In the meantime, two Western looking, elegantly dressed male Muslim students were introduced and one of them intoned in a singalong voice a verse from the Quran, the other translating it from Arabic afterwards. No, nothing about killing the infidels, only about Allah creating the humanity and ending on something a bit too close to the truth, I thought, about the righteous ones. Afterwards, the translator came up to Berdahl standing on the side and excahnged a few words.
Next, a dark skinned Arabic or Hindu looking activist from the Socialist International speaking with a perfect American accent. A fiery speech about imperialism, politicization of 9/11 ("No, he is not the one doing the politicization! It's George Dublyu Bush who's doing it!") TODAY WE COMMEMORATE, BUT TOMORROW IMPERIALIST WAR! Whereas everyone else spoke for a minute or two, quietly, in a dignified manner, the little Fidel, shouted, waved, turned red, proving to this listener at least, that it may be the Left who is the mortal domestic enemy in this conflict. The Socialist got the loudest applause of all, but only, I suspect, because of his appeal to emotions and not because of the contents of the speech. Or may be as a reward for finishing the speech!

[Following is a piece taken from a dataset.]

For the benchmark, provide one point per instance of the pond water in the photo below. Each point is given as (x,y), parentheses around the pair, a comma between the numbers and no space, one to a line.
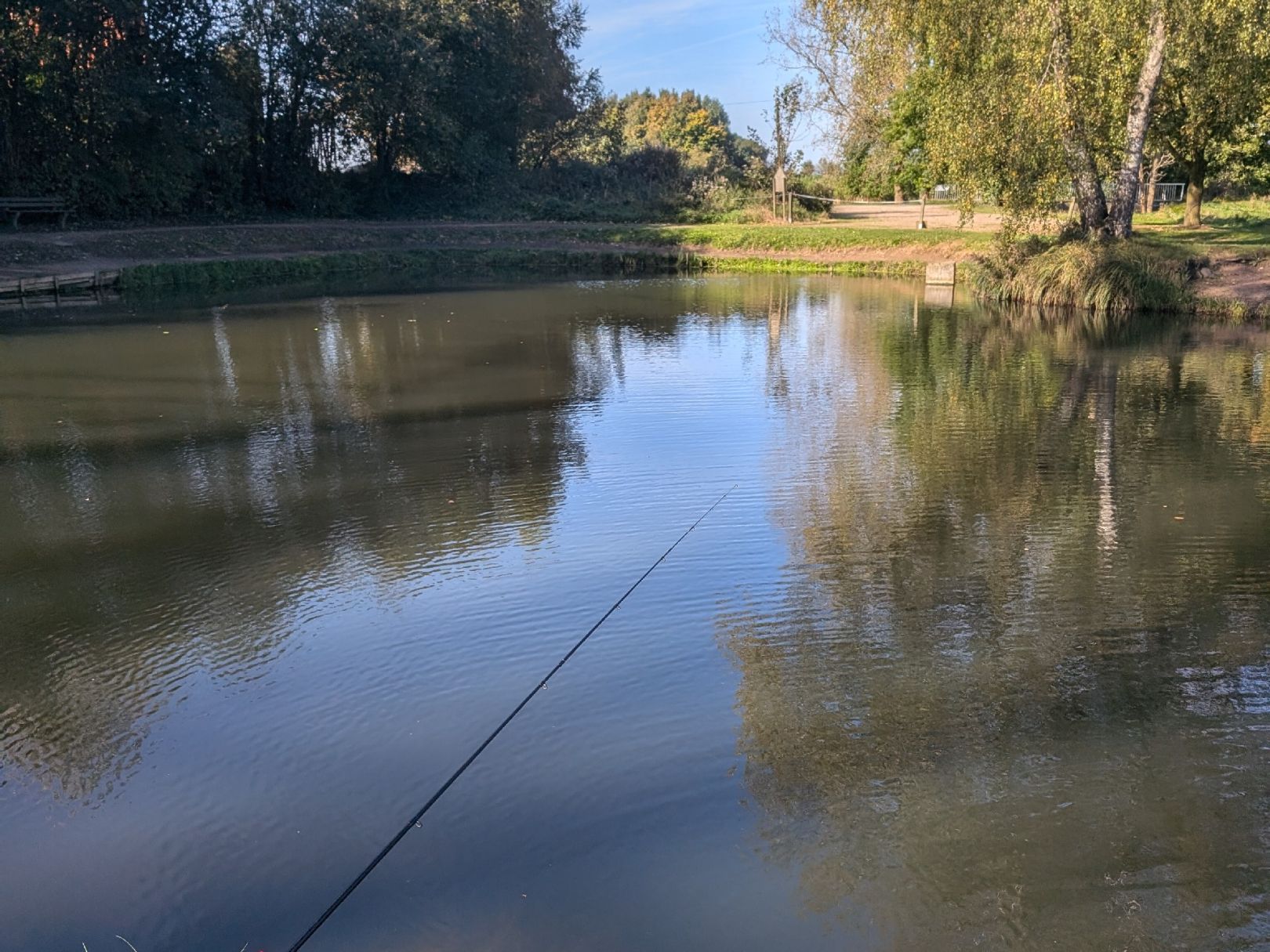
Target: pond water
(975,655)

Finally, I decided to leave when a woman from the Bahai movement drone on using three four syllable words in one sentence. I proceeded to Telegraph Avenue, where the only sidewalk merchants who set up stands today (there are dozens of them on weekends) were two grim faced midget size sellers of Leftist, humourless agitprop bumperstickers, one of them displaying a large Palestinian flag and a handmade sign stating that the true axis of evil is Sharon, Blair and Bush. The black panhandler whose profitable shtick is to offer free, often politically incorrect jokes, was sitting in his usual spot on top of a milk box in front of the Chicago pizza joint. Another one, a crippled panhandler in a wheelchair was getting off an Oakland ADA city bus as I was walking by.
I stepped into Tower Records to pick up a free issue of the New York Times Review of Books - they didn't have any recent ones, then on to Rasputin Records and Amoeba Records looking for used or promo copies of the latest Peter Wolf, Alvin Youngblood Hart and maybe some Tango Nuevo. I didn't find anything.
Back to the car across the campus trying to beat one of those mean spirited and punctual Berkeley meter maids. The rally on Sproul had finished, there were on the sidewalk in front of the Administration Building, where the rally had taken place, sheets of poster board with hand written signs. I only read a couple of overtly political signs about Iraq, before rushing off. I managed to beat the meter maids to the car, and cheat the City of Berkeley of approximately 15 minutes of parking time! Woo hoo!
In the college community, we refer to them as "Clingons" because they cling to the university.
Ya know, after I posted this I thought I should have specified the guy, not the band.
That would be a far fetched fantasy. I was in Berkeley when Abbie, Jerry Rubin, Marion Savio, et al ruined it for normal people. They were like kindergartners who stormed a playroom and broke all the toys.
I hope you realize that there is a difference between a flag and fabric, or articles of clothing, decorated with a flag motif! Articles of clothing decorated with a flag motif are NOT unAmerican. Only the mis-use of a real flag is unAmerican.